Saint Farnan's Well, Downings, Co. Kildare
Co. Kildare |
Holy Sites & Wells
Somewhere in the flat pastureland of Downings, County Kildare, lies a holy well with a peculiar reputation: drinking its water was said to remove entirely the desire for intoxicating liquor. No shrine marks the spot, no signpost points the way, and there is no visible surface trace remaining of what was once a place of pilgrimage and reputed healing. The well dedicated to Saint Farnan is, for all practical purposes, invisible in the landscape.
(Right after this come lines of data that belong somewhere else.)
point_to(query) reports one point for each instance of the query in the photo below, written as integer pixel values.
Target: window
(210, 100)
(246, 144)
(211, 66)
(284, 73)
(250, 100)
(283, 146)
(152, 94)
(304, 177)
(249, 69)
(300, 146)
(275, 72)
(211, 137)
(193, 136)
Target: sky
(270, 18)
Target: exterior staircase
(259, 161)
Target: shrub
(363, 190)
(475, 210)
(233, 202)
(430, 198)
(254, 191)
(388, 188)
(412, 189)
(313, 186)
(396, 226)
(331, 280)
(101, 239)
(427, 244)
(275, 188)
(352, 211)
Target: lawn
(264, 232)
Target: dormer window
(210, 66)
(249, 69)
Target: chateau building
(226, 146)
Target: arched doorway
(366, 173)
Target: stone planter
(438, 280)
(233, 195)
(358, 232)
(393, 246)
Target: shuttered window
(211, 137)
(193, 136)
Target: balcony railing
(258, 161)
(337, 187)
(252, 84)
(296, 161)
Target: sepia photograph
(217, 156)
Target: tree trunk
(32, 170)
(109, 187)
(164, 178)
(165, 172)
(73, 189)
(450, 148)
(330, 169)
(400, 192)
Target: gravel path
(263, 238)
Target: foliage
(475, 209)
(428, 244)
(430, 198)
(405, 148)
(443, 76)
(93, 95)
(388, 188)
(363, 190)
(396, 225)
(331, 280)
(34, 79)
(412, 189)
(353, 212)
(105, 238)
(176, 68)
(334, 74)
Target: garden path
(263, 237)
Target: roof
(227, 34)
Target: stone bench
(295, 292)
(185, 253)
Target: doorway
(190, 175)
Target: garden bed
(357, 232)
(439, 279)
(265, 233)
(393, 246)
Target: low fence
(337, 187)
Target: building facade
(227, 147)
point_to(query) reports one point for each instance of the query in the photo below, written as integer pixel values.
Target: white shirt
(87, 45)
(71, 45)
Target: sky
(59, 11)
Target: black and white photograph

Holy wells were focal points of Irish popular devotion for centuries, typically associated with a local saint whose feast day drew people to perform stations, a series of prayers and ritual circuits around the site, often barefoot. At Saint Farnan's Well, stations were formerly performed on the 12th of June, though some accounts place the pattern day in July instead. Farnan, or Farannan as some older sources render the name, is considered the patron saint of the area, and the well sits on level ground approximately a hundred metres south of a broad stretch of bog. It lies within the wider sacred geography associated with the traditional site of Saint Farnan's monastery, which stands roughly four hundred and fifty metres to the east-northeast. Beyond the cure for a taste for drink, other, unspecified cures were also said to have been obtained at the well, placing it within a long tradition of healing waters attributed to saintly intercession.